PROSECUTORS portrayed U.S. Pfc. Lynndie England as an out-of-control soldier who mocked Iraqi prisoners in photos "just for fun," seeking yesterday to discredit claims that she was following orders when she abused detainees at Iraq's Abu Ghraib prison. NO INTERROGATION VALUE

 

On the first day of a hearing at Fort Bragg, N.C., to determine whether England should be court-martialled for her actions at the prison, witnesses testified that the naked detainees shown with her in human pyramids and tethered to a leash were common criminals of little or no value to interrogators, abused only for sport.

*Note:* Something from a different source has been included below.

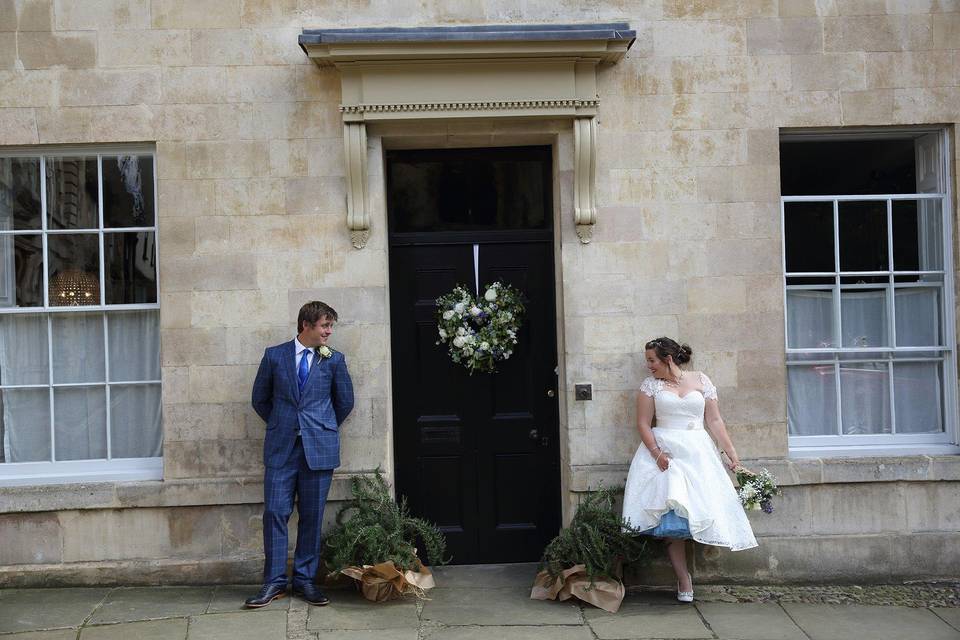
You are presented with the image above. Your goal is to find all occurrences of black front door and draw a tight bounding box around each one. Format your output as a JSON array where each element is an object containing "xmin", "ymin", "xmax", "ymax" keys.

An army investigator testified that when he interviewed England about the photos three months before they became public, she told him they were taken while "they were joking around, having some fun, during the night shift."

Paul Arthur said he believed the reservists from the 372nd Military Police Company were responding to the stress of being in a war zone. Just before the pictures were taken in October 2003, there had been a prison riot and soldiers had been hurt.

But when asked if that assessment applied to England, Arthur replied: "She never mentioned that she was frustrated. She said it was more for fun."

Defence lawyers have said that the 21-year-old reservist from Fort Ashby, W.Va., was following orders from higher-ups and that the U.S. government has made her a scapegoat.

A second Army investigator, Warren Worth, described other photos that show England engaging in "oral sodomy" with a soldier, posing nude on a beach or pool, and waving her breasts in the face of a sleeping soldier. When asked whether England ever expressed unease at doing these things, Worth responded: "At no time did she say that."

England, visibly pregnant beneath her woodland camouflage uniform, sat impassively with her elbows on the defence table and her hands folded in front of her.

CONSPIRACY ALLEGED

Meanwhile, yesterday, the U.S. general formerly in charge of Abu Ghraib prison said that there had been a conspiracy to prevent her knowing about prisoner abuse at the jail.

Brig.-Gen. Janis Karpinski told Britain's BBC radio she was deliberately kept in the dark. Asked whether she thought the conspiracy reached up to the Pentagon or the White House, she said: "The indication is that it may have."